AMP has “strenuously denied” it broke the law when it characterised a Clayton Utz report delivered to ASIC as ‘independent’, while accepting many of the royal commission’s other findings.

AMP made public its submission to the banking royal commission on Friday, responding to the lengthy closing statement of counsel assisting Rowena Orr QC on Friday, 27 April.

In her closing statement, Ms Orr said it was open to Commissioner Hayne to find AMP’s conduct might have amounted to misconduct in relation to the Clayton Utz report by breaching s1308(2) and (3) of the Corporations Act (relating to false or misleading statements) and s64 of the ASIC Act (relating to false information).


Clayton Utz was commissioned by the board of AMP on 5 June 2017 to investigate the ‘fee for no service’ issue at the firm.

According to AMP’s submission, it includes interviews with 27 current and former employees and is “uncompromisingly direct” in its assessment of governance, culture and procedural shortcomings within AMP.

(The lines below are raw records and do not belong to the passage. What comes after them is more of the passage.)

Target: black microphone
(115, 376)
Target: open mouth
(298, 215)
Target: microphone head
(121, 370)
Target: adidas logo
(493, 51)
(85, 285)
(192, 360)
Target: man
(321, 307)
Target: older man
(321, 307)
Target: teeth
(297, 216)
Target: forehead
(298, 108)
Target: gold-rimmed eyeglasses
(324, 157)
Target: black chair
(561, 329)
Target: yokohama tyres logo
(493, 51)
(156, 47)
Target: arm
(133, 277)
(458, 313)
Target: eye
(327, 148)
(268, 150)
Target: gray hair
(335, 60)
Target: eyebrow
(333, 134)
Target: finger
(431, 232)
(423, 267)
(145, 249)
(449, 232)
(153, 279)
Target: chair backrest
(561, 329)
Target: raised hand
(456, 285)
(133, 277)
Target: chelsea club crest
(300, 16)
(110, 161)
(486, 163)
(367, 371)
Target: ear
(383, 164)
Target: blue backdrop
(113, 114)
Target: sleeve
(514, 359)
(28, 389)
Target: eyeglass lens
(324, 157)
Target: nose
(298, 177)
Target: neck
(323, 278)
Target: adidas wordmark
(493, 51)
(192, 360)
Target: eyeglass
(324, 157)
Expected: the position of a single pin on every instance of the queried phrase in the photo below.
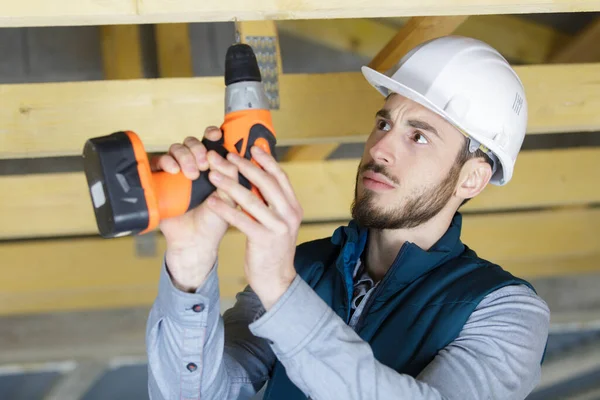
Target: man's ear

In her statement, Ms Orr said there was a reasonable basis for concluding that AMP “knew that the representation that the report and the findings made within it were entirely independent was materially incorrect.”

AMP has contested that potential finding of the royal commission, arguing in its submission “there is no evidence to suggest that the Board, including the former Chairman and former CEO, acted inappropriately in relation to the preparation of the report”.

Furthermore, said AMP, the board was "not aware of the nature and extent of the interaction during the preparation of the report”, and there is “no evidence that Clayton Utz made any changes to the report that they did not agree with or that they do not stand behind the report”.

Finally, AMP said the extent of the interactions between AMP and Clayton Utz have been “overstated”.

Specifically, Ms Orr “suggested or implied” that 700 emails had been exchanged between AMP and Clayton Utz, said the AMP submission.

AMP claims that this number counts attachments as well as the email they are attached to, and that the real number is 255. Even this number overstates the interaction, says AMP, since it contains “duplicates, progress updates and communications of an administrative nature”.

While AMP contests the royal commission’s findings relating to the independence of the Clayton Utz report, it accepts a series of other findings against it.

The submissions accepts that the charging of fees for no service by AMP might have accounted to misconduct, and that this conduct was attributable (at least in part) to the culture and governance practices at AMP.

AMP accepts its communications with ASIC may have amounted to misconduct, but it denies it misled ASIC on 20 separate occasions (putting the number at 12).

AMP also accepted that "it is open" that its conduct in misleading ASIC was attributable to the culture and governance practices at the firm.